馬夫此刻已經感受到馬兒的厲害了,手裏的韁繩似乎快要不聽指揮了,餘光一瞧,兩隻粗糙的手已經勒出了一條條紅印子,血不爭氣的流出了,將麻黃色的韁繩染成了鮮紅色。
再加上這場雨下得甚急,馬兒又不指揮,道路一旁還是一片大而深的池塘,此場麵還是馬夫首次遇到。
馬夫焦急的應答了句:“老爺!馬不知怎的,不聽指揮了!”,還未等說完,馬兒比方才更瘋癲了,“老爺!老爺!控製不住了!”
聽著這慌張的話語內,馬車內坐著的兵部尚書岑齊比方才更加緊張了。
沒多久,便瞧見這輛不受控製的馬車在瘋癲的馬兒帶領下駛向了池塘之中,頓時泛起了巨大的水花,整輛馬車及人瞬間埋沒在了池塘之中,過了片刻後,瞧見身穿粗布麻衣的人手不停揮舞著遊上了水麵,原來是馬夫,看著水麵上的平靜,未有瞧見老爺的身影,馬夫嚇壞了。
“來人呐!”
“有沒有人啊!”
“救命啊!”
“救命啊!”
“有沒有人啊!”
幾聲焦急的大喊聲後,看著這天,再看著這雨,馬夫知曉,與其大喊尋救還不如自己去救。
瞧見,馬夫的頭往著池塘裏一栽便沒了蹤影,不過沒多久,一個腦袋很快從池塘的水中探了出來。

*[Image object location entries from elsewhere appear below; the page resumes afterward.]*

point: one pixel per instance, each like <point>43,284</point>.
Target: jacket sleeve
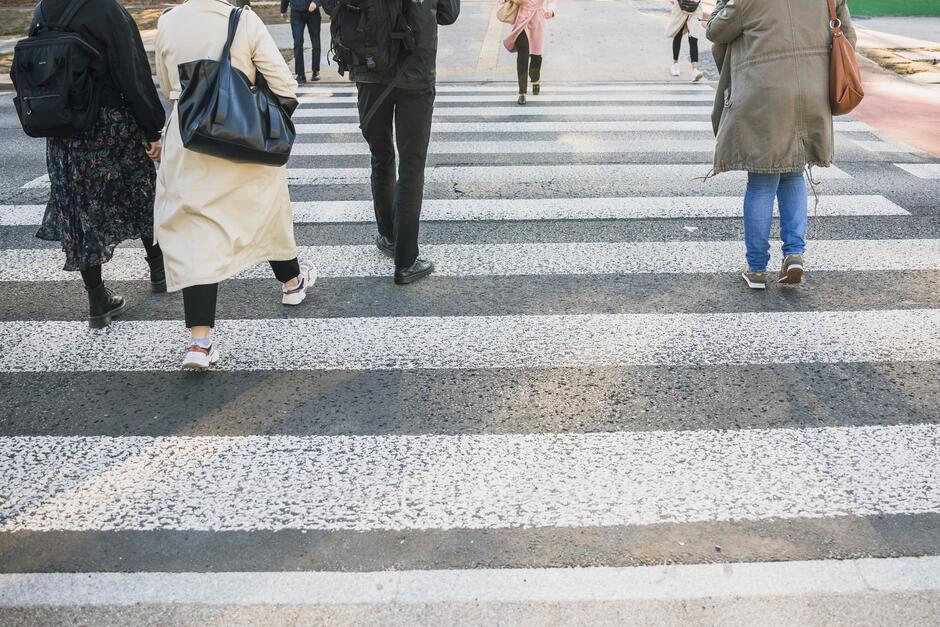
<point>447,12</point>
<point>725,24</point>
<point>845,17</point>
<point>130,71</point>
<point>268,59</point>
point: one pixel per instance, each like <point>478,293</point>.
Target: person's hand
<point>154,150</point>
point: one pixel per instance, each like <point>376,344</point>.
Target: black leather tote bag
<point>223,115</point>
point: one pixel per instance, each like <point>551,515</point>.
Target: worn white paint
<point>484,342</point>
<point>394,482</point>
<point>518,259</point>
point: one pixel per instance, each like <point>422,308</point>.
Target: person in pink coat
<point>526,40</point>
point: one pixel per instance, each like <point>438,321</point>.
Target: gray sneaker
<point>791,272</point>
<point>754,280</point>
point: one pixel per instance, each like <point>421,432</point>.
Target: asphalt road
<point>614,398</point>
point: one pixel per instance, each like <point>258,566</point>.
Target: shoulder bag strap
<point>221,111</point>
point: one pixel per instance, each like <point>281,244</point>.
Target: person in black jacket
<point>408,106</point>
<point>304,14</point>
<point>103,181</point>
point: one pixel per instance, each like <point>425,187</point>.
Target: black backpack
<point>55,89</point>
<point>369,35</point>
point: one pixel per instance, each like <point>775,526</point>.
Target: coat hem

很明顯,這池塘的水太深了,馬車或許已經沉入了塘底,搜尋難度很大。
馬夫焦急的雙手抹了下麵部的水,快速遊到岸邊,上岸後急匆匆的跑去了。
“夫人!”
“夫人!”
幾聲喊叫聲把岑府的夫人嚇壞了,在還未聽到喊聲前,夫人就已經在擔憂著了,現在聽到這幾聲喊叫聲,她心怦怦直跳,未能停下來。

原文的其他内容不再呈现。